— А что случилось, а? — спрашивал Достоевский, робко заглядывая в растворенную дверь хаты. — Что случилось?
— Хватит. Ничего не случилось, — оборвал его капитан. — Запри дверь, а ребят этих возьми к себе: там места хватит.
— Глянь, наш лейтенант! — обрадовался Охватов и хотел будить его, но Достоевский не дал:
— Ошалел, да? Какой тебе лейтенант? Разуй глаза. Это же старший лейтенант. А вернется капитан — он вас тряхнет за водку.
— Чудно, да и только, — благодушно улыбаясь, рассуждал Урусов. — Вдругорядь греемся возле фляжечки— то. И своего командира встретили. Он как тут, а? Ты, землячок — один курим табачок, он как здесь?
— Что-то дом стал сниться. Ладно ли уж там, — сказал Урусов. — До войны в парнях ходил, потом оженился, ребятишки пошли, дом наново срубил, два срока председателем сельского Совета избирали — много всего было, а сейчас подумаю, будто и не я жил, а другой кто. А ты только вроде и делал всю жизнь, что боялся смерти да от осколков хоронился. Да вот еще Шорья осталась в башке.
— Эта Шорья всю плешь переела, — согласился Охватов. — А я, Урусов, отчего никаких снов не вижу?
— Что тебе видеть. У тебя еще материно молоко на губах не обсохло.

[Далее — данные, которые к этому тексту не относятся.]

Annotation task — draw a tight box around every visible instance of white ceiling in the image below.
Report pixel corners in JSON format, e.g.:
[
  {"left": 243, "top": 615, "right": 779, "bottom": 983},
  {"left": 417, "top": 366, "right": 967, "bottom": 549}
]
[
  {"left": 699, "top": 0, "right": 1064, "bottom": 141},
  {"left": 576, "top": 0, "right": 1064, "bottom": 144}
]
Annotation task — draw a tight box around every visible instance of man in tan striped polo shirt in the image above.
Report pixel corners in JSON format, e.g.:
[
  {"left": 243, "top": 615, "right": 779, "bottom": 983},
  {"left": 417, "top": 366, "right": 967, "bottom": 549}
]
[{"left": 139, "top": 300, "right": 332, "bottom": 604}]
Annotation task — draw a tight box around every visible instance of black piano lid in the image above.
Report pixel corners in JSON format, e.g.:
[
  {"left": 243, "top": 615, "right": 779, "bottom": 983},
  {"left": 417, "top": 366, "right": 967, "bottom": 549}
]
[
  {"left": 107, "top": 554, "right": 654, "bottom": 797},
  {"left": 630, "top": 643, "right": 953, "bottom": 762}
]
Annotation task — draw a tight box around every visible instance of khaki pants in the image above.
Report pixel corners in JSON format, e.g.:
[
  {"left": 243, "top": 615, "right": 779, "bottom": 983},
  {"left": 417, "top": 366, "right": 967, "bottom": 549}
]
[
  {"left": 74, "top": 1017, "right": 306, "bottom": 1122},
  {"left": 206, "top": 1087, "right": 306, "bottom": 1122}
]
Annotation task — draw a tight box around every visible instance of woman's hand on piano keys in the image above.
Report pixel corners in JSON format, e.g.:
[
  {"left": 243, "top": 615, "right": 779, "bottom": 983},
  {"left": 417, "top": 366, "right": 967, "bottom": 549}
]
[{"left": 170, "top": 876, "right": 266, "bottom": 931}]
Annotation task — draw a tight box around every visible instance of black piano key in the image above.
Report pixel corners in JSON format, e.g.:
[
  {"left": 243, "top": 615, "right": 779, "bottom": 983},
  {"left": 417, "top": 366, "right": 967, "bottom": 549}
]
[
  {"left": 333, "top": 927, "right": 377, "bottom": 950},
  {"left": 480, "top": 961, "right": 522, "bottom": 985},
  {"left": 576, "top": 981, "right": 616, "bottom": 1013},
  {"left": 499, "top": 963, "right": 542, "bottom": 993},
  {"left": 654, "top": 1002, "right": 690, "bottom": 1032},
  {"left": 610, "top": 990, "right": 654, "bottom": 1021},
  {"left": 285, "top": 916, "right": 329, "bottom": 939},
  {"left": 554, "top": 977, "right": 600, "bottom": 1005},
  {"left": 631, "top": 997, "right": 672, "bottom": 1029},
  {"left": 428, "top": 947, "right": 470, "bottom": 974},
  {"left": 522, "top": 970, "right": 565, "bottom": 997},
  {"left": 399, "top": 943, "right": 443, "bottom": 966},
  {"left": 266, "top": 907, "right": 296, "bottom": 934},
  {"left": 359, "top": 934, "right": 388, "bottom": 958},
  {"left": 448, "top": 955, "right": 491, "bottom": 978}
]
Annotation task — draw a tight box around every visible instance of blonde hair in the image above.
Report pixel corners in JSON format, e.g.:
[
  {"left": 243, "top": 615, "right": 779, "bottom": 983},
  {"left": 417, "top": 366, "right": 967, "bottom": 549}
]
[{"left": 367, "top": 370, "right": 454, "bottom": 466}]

— Кровь уж запеклась, а ты о молоке.
— Да и то. Я в твои годы из-за Насти дрался. Ух, драчливый был. Сам худой, а рука у меня увесная. Шаркну — рыло набок.
— Каждому свое снится.
— Бывает, и чушь какая-нибудь приснится. Тут вот вижу как-то: в отхожее место, опять же на этой проклятой Шорье, зашел я, а за мной какой-то полковник с золотыми птичками на рукавах. Зашел да и говорит мне: «Зачем-де котелок с собой таскаешь в такое место». Я ему: «Украдут, ежели при входе оставить». — «Врешь, я вот свой оставил же: теперь у каждого есть свой котелок». — «Откуда им взяться для каждого-то?» — думаю. А потом вдруг где-то уж в караульном помещении, что ли, встретил я этого полковника. Только он уж не полковник, а будто бы рядовой Кашин. Помнишь, плотненький такой у нас был? И этот Кашин говорит мне: «Слушай-де, Илюха, да ведь котелок-то у меня тогда же и сбондили». Я смеяться над ним. Смеюсь и не могу остановиться. Так и проснулся от смеха. Проснулся, а спали в церквушке, дождь, холодно, ветер, рядом какой-то солдатик брюхом мается. И так мне сделалось горько, что я первый раз попросил себе смерти…
— Стреляют! — испуганно сказал Достоевский и вскочил на ноги, замер, прислушиваясь.
— Ну вот еще один лунатик, — с усмешкой сказал Урусов. — Ложись, милый-нецелованный.